In un mondo che distorce a suo piacimento la verità, dando vita a miti e convenzioni aberranti: la speculazione come manifestazione d’ingegno, l’economia di mercato come antidoto ai mali del mondo, il profitto come indiretto distributore di benefici indifferenziati anche agli ultimi e ai sommersi, la guerra come strumento di democrazia e perfino di aiuto umanitario.

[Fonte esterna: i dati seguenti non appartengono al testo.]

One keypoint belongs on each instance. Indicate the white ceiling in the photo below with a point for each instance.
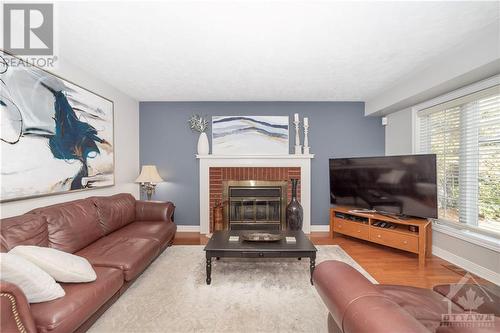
(262, 50)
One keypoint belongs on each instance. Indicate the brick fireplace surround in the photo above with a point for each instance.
(213, 169)
(219, 174)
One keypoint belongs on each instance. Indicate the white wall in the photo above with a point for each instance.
(398, 133)
(126, 132)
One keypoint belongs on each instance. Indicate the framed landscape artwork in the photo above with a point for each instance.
(250, 135)
(56, 136)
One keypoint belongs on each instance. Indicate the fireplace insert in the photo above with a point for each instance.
(255, 205)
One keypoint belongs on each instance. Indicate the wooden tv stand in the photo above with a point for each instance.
(360, 225)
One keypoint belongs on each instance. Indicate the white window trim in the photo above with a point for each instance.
(441, 225)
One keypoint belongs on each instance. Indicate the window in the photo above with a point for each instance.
(464, 133)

La crisi che attraversiamo è frutto della più prestigiosa e acrobatica forma di truffa, della più elegante e aerea fuga dalla realtà: il gioco di prestigio dei derivati, l’illusorietà del gioco d’azzardo, la promessa di una ricchezza impalpabile e facile che circola come una polverina magica, imprevedibile come un capriccio barocco. E proprio per questo imponderabile, almeno per quelli che proprio Galbraith definisce gli sciocchi condannati a allontanarsi dai loro soldi, nel passaggio da abbondanza a ristrettezza, nella trasformazione da espansione a bolla speculativa e poi a inflazione e quindi declino della produzione, disoccupazione, diminuzione dei redditi,  giù giù fino alla rovina.

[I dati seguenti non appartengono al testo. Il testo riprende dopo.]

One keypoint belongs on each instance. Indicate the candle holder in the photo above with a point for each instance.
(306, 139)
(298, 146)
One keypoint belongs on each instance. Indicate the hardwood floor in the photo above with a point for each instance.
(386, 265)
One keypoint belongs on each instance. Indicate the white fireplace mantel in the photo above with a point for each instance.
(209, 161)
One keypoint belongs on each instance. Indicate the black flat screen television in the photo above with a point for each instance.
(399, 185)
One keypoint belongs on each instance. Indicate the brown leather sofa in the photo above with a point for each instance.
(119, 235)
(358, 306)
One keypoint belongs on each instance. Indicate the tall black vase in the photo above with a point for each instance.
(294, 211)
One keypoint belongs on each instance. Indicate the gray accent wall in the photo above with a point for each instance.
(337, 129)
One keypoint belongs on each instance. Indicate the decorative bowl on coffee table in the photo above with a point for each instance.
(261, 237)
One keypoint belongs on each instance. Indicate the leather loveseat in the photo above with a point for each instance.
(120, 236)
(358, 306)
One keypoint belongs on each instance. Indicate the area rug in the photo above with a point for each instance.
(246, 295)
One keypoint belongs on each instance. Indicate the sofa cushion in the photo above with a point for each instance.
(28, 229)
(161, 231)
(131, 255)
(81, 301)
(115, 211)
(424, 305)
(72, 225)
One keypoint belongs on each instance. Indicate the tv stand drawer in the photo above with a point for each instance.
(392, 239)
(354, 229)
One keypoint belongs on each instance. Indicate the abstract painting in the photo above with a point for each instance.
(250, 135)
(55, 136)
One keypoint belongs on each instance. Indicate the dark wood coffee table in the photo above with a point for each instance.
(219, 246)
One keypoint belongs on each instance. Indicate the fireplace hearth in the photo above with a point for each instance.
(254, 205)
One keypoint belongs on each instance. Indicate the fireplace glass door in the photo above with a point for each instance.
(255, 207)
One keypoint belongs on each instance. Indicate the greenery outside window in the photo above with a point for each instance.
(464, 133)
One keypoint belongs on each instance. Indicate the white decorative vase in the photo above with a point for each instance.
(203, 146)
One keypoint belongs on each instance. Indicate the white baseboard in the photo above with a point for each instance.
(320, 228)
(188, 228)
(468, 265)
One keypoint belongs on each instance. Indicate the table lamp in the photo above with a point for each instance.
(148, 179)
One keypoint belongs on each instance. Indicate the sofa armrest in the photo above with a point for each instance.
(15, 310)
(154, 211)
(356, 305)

Così gli stessi che si sono fatti incantare dalla grande illusione, ai venditori di bond come i maghi di Vanna Marchi, alla fortuna regalata dei derivati come l’elisir di Dulcamara, ai fondi e ai mutui “garantiti” come le vincite alle macchinette mangiasoldi di Las Vegas, quelli che hanno pensato che un po’ di morale in meno e un po’ di spregiudicatezza in più, un po’ di impegno in meno e un po’ di buona sorte in più rendesse invincibili come Gekko, adorati dalle donne, idolatrati dai subalterni promossi a baciati dalla stessa fortuna, una volta compreso che la pozione è solo acqua colorata, vuole credere che il destino giri se lo si mette nella mani di personalità  “rispettabili”, note e convincenti, grazie alla convinzione che qualcosa di così complesso,  multiforme e importante per tutti e ciascuno come il denaro e il lavoro che lo dovrebbe produrre, possa essere governato attraverso decisioni poco invadenti, indolori, delicate, prese in vecchi edifici storici, discreti e ovattati  situati in remote capitali.

E le menzogne di Letta, di un ceto abile solo nella truffa legale, ai danni nostri e della democrazia, vorrebbero farci credere proprio questo, che al nostro bene pensano loro, che agiscono nel nostro interesse, che la condanna all’odierno e imponderabile sacrificio prevede una redenzione, una grazia che loro stessi ci offriranno come un magnanimo dono. Ma il nostro peccato è credergli, come il loro è averci portato a questo. Il nostro lo stiamo pagando, facciamogli scontare il loro togliendogli la voce per mentire, le mani per sottrarre.